Le 1er avril 1989 ont eu lieu à Joncels les obsèques de Mademoiselle Lucie, née avec le siècle. L’assistance était nombreuse pour l’accompagner dans son dernier voyage.

Après des études à Clermont l’Hérault dans une institution religieuse, son diplôme en poche, elle a enseigné dans une école religieuse. La maladie a stoppé rapidement sa carrière et elle s’est retirée avec sa mère Blanche à Joncels.

Là, elle s’est consacrée au service de l’église, s’occupant de la décoration, des sonneries des offices, des processions, de la préparation des messes, de l’entretien… Une fois par an, elle sortait les nombreux bougeoirs en cuivre. Les enfants du village, avec du sable du « valat de jun » astiquaient toutes ces merveilles avec entrain.

Trois générations de Joncellois ont appris avec elle le catéchisme. Quelle patience, on n’était pas toujours très sages !

Elle était au service de son prochain et aidait bénévolement les enfants dans leur travail scolaire si le besoin s’en faisait sentir. Après le travail nous pouvions feuilleter les revues de Fripounet et Marisette ou Cœur Vaillant, c’était notre récompense.

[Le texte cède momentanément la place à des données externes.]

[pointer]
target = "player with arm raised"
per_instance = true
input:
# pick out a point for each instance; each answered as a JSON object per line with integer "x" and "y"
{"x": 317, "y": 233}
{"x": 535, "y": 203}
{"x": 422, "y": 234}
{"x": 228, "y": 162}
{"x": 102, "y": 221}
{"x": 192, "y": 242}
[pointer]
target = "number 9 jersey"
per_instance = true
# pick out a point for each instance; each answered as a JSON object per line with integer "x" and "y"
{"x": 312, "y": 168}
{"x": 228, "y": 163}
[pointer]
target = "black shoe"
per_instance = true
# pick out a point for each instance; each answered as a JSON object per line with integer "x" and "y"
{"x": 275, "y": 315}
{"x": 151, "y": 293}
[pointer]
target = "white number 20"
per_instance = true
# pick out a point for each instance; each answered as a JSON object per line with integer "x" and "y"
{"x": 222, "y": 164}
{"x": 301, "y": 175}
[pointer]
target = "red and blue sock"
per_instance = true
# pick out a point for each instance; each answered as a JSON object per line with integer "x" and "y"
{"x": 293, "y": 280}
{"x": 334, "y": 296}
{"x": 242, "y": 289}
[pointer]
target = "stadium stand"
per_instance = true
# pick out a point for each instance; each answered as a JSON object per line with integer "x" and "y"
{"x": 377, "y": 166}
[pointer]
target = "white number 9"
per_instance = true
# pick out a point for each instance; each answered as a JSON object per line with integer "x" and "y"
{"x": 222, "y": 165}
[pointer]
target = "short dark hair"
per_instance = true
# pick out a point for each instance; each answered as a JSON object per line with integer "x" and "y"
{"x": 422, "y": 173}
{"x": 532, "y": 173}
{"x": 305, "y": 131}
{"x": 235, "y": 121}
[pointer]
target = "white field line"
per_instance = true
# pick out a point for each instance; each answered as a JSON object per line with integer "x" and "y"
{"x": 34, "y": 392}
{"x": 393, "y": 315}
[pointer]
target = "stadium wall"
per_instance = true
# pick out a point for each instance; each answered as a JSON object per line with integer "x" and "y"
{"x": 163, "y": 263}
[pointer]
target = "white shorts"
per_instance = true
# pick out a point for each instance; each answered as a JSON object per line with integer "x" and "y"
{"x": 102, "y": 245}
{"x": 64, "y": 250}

Elle connaissait bien l’histoire de « son village » et de « son église » et faisait partager ses connaissances aux touristes, les promenant dans les vieilles rues, leur faisant découvrir les porches, les portes, les ruelles, la vie de cette cité médiévale. Ils repartaient enchantés par cette visite inattendue, étonnés par son érudition, son visage serein et le sourire de leur guide.

L’église était devenue sa maison, sa foi lui permettait de voir le monde avec sympathie. Elle avait son siège sous la statue de Sainte Thérèse et servait avec dévouement les prêtres de la paroisse.

Ce portrait n’est qu’un le pâle reflet de ce qu’était mademoiselle Lucie. Je pense qu’elle a quitté ce monde en souriant, sûre de retrouver Dieu qu’elle a servi sur terre. Sa silhouette noire, son visage serein, son sourire entreront définitivement dans la légende des gens qui ont marqué le village.

C’était ma tante, je l’aimais, elle m’a beaucoup appris. Gardons précieusement son souvenir

Roseline

Je l’ai toujours vue habillée de noir avec de grands châles, tout comme sa mère qui avait gardé le deuil de son défunt époux toute sa vie.

Son habit était noir, mais point son âme qui palpitait comme celle d’une jeune fille. Son grand amour n’était point de ce monde et sa foi illumina sa vie.

L’église était sa demeure, elle y passait le plus clair de son temps. Cette foi rayonnante explique sans doute qu’elle ait pu traverser le siècle sans s’attacher aux biens matériels.